Segnalazioni diffuse e gruppi di cittadini in protesta
Ad Agrigento si acuisce il malcontento per i continui disservizi idrici che stanno interessando la città. Mentre residenti di Maddalusa denunciano la mancanza d'acqua ai rubinetti e l'assenza delle autobotti promesse, in altre aree del capoluogo si registrano dispersioni quotidiane dovute a numerose perdite nella rete. La situazione, definita dall'amministrazione comunale «inaccettabile», ha portato l'assessore competente a sollevare pubblicamente dubbi e richieste di chiarimento al gestore del servizio idrico, AICA.
L'assessore comunale Giuseppe Riccobene ha espresso preoccupazione per il paradosso che vede, da un lato, utenti rimasti senz'acqua e, dall'altro, abbondanti perdite idriche in altre zone. Ha sottolineato la necessità di comprendere le ragioni di questa disorganizzazione e di conoscere criteri e priorità adottati per la riparazione delle condotte e per l'impiego delle autobotti, fossero esse di proprietà del gestore o messe a disposizione tramite convenzioni.
«Gli agrigentini hanno il diritto di essere informati. A un livello di disservizio così grave bisogna porre rimedio, ma prima è necessario accertarne le responsabilità e attribuire a questa situazione un nome e un cognome».
La dichiarazione dell'assessore richiama l'attenzione su due aspetti centrali per la cittadinanza: la trasparenza nella gestione del servizio e la tempestività degli interventi riparatori. Nel corso dei prossimi giorni il Comune annuncia l'invio di richieste formali ad AICA al fine di ottenere risposte sulle cause degli interruzioni e sul metodo con cui vengono gestite le forniture sostitutive e le riparazioni.
Impatto sulla vita quotidiana e sulle attività
Le interruzioni e le dispersioni non interessano solo il conforto domestico: possono avere ricadute sul funzionamento delle attività commerciali, delle strutture ricettive e sui servizi pubblici. Per questo motivo l'amministrazione comunale ritiene urgente chiarire le responsabilità e definire un piano operativo condiviso per limitare i disagi e ridurre le perdite idriche.
- Aree segnalate: Maddalusa e altre zone del centro storico, periferie e fascia costiera (segnalazioni dalla cittadinanza).
- Richiesta: chiarimenti a AICA su cause dei disservizi e criteri di intervento.
- Esito atteso: comunicazioni formali dal gestore e avvio di interventi riparatori mirati.

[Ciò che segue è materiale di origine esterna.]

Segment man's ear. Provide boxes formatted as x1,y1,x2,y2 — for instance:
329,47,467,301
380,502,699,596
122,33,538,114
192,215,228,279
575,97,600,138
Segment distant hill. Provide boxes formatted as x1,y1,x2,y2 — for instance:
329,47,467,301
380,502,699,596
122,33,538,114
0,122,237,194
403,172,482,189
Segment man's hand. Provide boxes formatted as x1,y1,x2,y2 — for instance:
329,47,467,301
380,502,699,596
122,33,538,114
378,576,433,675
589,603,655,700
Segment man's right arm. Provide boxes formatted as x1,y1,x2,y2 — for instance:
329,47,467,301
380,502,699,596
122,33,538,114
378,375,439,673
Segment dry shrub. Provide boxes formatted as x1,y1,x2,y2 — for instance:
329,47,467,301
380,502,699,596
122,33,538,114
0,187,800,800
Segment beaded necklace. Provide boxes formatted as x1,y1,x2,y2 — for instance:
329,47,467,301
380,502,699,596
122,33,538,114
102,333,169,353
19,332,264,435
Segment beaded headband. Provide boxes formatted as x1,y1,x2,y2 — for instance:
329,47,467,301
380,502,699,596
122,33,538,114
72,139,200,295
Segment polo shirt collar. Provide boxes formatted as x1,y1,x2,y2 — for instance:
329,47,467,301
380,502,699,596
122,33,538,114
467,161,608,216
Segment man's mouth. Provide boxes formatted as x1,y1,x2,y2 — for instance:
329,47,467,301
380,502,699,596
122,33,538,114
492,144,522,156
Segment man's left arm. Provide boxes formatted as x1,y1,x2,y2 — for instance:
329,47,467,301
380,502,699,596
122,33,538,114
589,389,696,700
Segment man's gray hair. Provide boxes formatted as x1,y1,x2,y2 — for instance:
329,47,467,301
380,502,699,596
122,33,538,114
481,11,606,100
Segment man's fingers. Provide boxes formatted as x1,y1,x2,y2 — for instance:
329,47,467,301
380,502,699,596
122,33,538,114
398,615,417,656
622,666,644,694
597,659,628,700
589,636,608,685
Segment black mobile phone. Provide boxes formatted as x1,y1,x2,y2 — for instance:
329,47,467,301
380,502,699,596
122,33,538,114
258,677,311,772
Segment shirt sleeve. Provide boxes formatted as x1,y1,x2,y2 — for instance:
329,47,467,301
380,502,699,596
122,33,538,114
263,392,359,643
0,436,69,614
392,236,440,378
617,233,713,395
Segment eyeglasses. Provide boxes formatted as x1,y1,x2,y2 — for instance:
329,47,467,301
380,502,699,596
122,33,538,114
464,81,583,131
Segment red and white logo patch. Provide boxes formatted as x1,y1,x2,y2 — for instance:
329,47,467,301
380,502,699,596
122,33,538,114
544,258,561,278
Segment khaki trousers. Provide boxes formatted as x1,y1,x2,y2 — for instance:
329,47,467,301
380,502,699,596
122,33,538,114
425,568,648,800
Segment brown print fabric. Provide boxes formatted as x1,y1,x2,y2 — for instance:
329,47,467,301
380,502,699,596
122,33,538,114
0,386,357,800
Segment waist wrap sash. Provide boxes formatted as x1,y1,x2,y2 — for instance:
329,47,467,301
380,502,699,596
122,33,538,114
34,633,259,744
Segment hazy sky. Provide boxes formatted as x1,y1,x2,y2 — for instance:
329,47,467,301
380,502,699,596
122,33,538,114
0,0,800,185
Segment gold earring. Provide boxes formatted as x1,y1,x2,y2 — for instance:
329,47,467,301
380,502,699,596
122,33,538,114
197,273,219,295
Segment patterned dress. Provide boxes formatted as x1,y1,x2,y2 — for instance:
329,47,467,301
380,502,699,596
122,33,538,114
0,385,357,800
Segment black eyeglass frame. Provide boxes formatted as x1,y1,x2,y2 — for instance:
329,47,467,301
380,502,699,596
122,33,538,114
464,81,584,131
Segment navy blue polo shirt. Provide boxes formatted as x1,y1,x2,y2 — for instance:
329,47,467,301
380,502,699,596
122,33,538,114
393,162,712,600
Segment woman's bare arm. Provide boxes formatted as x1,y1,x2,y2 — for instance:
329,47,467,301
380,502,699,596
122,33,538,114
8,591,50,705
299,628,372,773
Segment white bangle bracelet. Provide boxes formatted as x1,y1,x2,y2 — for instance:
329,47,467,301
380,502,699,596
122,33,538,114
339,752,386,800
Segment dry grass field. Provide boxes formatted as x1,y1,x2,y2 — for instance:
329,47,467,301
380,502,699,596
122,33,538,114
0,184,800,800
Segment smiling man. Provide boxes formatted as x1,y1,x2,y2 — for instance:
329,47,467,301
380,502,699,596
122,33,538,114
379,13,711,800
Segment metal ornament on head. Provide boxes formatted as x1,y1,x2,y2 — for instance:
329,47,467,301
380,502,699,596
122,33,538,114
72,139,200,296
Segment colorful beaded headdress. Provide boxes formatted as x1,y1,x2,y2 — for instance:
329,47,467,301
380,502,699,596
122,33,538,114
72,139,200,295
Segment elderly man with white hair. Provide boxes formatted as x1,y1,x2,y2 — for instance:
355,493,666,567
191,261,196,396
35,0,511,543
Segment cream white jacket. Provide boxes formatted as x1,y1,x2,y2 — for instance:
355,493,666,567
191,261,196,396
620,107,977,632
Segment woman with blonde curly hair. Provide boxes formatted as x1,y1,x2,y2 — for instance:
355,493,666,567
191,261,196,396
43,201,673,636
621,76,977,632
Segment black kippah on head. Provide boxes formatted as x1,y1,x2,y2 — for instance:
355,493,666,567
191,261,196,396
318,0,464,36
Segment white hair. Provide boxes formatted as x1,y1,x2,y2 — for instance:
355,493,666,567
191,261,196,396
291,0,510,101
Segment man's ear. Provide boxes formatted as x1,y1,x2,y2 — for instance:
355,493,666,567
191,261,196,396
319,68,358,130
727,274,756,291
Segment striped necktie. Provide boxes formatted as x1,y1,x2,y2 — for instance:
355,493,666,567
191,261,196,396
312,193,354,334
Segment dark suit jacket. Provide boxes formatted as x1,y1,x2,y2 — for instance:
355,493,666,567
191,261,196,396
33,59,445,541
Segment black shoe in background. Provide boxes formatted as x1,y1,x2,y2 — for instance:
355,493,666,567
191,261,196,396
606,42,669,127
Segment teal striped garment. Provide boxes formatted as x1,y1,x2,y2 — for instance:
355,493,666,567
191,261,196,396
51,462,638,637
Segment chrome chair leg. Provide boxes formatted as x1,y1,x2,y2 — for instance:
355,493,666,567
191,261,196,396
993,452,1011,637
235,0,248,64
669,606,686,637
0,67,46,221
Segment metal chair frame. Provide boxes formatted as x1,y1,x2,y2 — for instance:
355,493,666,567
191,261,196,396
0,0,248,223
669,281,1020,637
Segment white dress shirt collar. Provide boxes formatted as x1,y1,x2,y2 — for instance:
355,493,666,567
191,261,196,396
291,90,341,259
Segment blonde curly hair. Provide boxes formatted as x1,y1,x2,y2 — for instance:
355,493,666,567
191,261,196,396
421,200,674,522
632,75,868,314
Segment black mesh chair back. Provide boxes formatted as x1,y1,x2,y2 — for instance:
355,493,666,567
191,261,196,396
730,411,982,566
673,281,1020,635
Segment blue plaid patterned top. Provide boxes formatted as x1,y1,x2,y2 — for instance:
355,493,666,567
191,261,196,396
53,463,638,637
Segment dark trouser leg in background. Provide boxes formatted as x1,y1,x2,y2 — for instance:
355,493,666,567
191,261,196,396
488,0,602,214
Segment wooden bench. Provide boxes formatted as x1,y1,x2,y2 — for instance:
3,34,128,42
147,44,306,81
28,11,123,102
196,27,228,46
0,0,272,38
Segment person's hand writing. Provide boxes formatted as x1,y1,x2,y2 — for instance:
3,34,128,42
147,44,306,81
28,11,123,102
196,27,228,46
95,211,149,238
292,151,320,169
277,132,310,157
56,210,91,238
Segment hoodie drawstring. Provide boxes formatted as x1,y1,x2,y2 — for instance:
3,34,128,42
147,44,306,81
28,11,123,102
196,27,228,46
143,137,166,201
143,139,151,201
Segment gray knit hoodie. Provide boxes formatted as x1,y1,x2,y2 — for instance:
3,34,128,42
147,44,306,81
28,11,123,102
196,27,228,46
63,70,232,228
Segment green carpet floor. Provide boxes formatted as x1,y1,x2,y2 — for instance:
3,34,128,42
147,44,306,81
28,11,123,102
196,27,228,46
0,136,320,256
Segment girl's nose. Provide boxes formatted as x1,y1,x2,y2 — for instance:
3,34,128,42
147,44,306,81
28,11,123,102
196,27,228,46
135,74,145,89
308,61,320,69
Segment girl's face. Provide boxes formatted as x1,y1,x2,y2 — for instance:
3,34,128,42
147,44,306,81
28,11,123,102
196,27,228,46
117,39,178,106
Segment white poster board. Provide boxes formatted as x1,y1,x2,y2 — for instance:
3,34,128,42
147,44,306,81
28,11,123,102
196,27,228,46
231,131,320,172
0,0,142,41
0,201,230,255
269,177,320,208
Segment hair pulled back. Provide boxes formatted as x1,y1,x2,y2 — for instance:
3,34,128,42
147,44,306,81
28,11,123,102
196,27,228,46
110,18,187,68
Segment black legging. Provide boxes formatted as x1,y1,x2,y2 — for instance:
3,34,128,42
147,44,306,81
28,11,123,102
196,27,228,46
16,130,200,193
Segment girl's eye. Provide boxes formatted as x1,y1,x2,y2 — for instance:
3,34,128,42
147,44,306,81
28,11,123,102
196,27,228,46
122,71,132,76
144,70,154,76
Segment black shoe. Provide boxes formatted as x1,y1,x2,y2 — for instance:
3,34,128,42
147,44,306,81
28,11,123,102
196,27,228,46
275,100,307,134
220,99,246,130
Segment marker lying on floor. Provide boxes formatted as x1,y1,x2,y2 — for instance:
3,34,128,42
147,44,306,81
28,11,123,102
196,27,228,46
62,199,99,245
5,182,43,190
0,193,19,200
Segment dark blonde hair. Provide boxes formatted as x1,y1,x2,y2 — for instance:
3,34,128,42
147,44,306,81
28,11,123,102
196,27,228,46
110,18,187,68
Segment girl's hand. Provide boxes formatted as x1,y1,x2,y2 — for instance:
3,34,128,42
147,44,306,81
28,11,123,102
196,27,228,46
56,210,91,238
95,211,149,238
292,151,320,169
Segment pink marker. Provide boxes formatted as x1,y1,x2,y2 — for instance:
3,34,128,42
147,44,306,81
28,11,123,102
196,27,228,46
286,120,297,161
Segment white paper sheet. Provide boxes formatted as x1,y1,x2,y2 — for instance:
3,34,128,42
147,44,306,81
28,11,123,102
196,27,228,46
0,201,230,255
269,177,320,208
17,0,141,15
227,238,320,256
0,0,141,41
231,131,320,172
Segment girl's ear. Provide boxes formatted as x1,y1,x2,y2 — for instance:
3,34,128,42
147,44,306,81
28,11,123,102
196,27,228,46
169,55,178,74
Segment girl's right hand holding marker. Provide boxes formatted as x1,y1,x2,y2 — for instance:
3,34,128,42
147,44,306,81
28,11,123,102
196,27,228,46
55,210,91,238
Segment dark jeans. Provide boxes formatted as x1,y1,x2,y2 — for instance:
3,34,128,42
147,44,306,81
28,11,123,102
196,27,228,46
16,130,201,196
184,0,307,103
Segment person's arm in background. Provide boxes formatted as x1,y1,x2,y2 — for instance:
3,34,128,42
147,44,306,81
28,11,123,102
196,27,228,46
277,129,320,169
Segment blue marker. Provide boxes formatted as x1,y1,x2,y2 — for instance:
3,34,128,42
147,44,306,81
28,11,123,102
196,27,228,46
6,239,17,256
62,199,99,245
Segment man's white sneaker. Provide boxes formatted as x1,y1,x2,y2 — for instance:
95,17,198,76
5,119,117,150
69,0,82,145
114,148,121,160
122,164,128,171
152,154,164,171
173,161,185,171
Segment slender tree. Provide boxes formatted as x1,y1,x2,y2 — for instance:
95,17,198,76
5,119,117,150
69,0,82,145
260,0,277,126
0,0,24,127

Chi sono i soggetti coinvolti
| Attore | Ruolo |
|---|---|
| Comune di Agrigento | Autorità locale che richiede chiarimenti e coordina le richieste verso il gestore |
| Giuseppe Riccobene | Assessore comunale che ha denunciato i disservizi e annunciato azioni formali |
| AICA | Gestore del servizio idrico destinatario delle richieste di chiarimento |
Il Comune ha ribadito la necessità che AICA fornisca trasparenza sui criteri di priorità per le riparazioni e sulle modalità con cui vengono attivate le autobotti per fornire acqua potabile ai cittadini rimasti senza fornitura. Fino a quando non arriveranno risposte ufficiali, la tensione tra l'amministrazione e il gestore potrà crescere, con possibili ulteriori iniziative pubbliche da parte dei residenti e richieste di intervento da parte degli organi competenti.
Per gli abitanti della città la raccomandazione è di segnalare immediatamente ogni interruzione o perdita attraverso i canali ufficiali del Comune e del gestore, così da permettere una ricognizione puntuale delle criticità e concentrare gli interventi dove sono più necessari.